Creating Lung Cancer Screening Program
To address these disparities in cancer care, Dr. Lathan and his colleagues established a Cancer Care Equity Program at Dana-Farber (inclusive of a lung cancer screening program), with the goal of improving local outcomes for the underserved across the spectrum of cancer-related disease, by facilitating clinical access to the spectrum of preventive medicine, treatment, and clinical trials. The lung cancer–screening program was embedded in a federally qualified health center. According to Dr. Lathan, this partnership allows a screening program to reach more individuals in urban and rural underserved populations.
“I don’t want to pretend this has been easy, and utilization of our program hasn’t reached its peak,” he said. “We’re probably under 50% of the people who should be seeing us.” They determined the reasons for lack of referrals to the lung cancer–screening program to be complex, including issues with communication, provider knowledge, administrative support, and problems with the electronic medical record (ie, determining pack-year history).
But even when patients did come in for screening, the major issue was follow-up. An analysis revealed that of 70 patients referred to the program by a primary care provider, the majority showed up and consented to research. Of those recommended for low-dose computerized tomography (CT) screening, the no-show rate was only 8%. Current smokers were referred to a tobacco cessation program, and willingness to enroll in that program was 95%. However, the no-show rate for smoking-cessation counseling after low-dose CT was 65%. “This was after ‘yes,’ after ‘yes,’ after ‘yes,’” he said. “But they came for the CT scan, and then they disappeared.”
“[The CT scan visit] is another chance to see if people are in the acceptance phase and are ready to quit,” revealed Dr.

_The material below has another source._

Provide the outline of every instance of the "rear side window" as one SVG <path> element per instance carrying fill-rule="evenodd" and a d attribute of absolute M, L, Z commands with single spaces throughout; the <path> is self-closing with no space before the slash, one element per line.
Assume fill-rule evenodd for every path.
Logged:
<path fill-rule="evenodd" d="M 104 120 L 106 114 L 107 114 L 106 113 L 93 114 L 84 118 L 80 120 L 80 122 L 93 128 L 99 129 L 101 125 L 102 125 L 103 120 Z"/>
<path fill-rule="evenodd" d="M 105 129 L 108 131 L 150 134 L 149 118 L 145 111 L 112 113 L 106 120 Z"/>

Lathan. “Perhaps it’s a social acceptability thing. They want to say they’re ready, but they’re not really ready yet. This is something we’re not done working on.”
Lung cancer screening must have an effective and sustained smoking cessation program, and many current smokers are not able to quit the first time, he cautioned. “Do not forget that lung cancer is still the cancer with the highest mortality, and screening is really the only way to decrease mortality for these patients,” he said. “Don’t let the cynicism, nihilism, and judgment about tobacco smoking keep us from doing what we need to do, which is to counsel people to stop smoking and to get them the care they need.” ■
DISCLOSURE: Dr. Lathan reported no conflicts of interest.
1. Lathan CS: Disparities in lung cancer screening utilization: Effective outreach to the community. 2017 AACR Conference on the Science of Cancer Health Disparities in Racial/Ethnic Minorities and the Medically Underserved. Presented September 27. 2017.
2. Lathan CS, Okechukwu C, Drake BF, et al: Racial differences in the perception of lung cancer: 2005 Health Information National Trends Survey. Cancer 116:1981-1986, 2010.
3. Lathan CS, Waldman LT, Browning E, et al: Perspectives of African Americans on lung cancer: A qualitative analysis. Oncologist 20:393-399, 2015.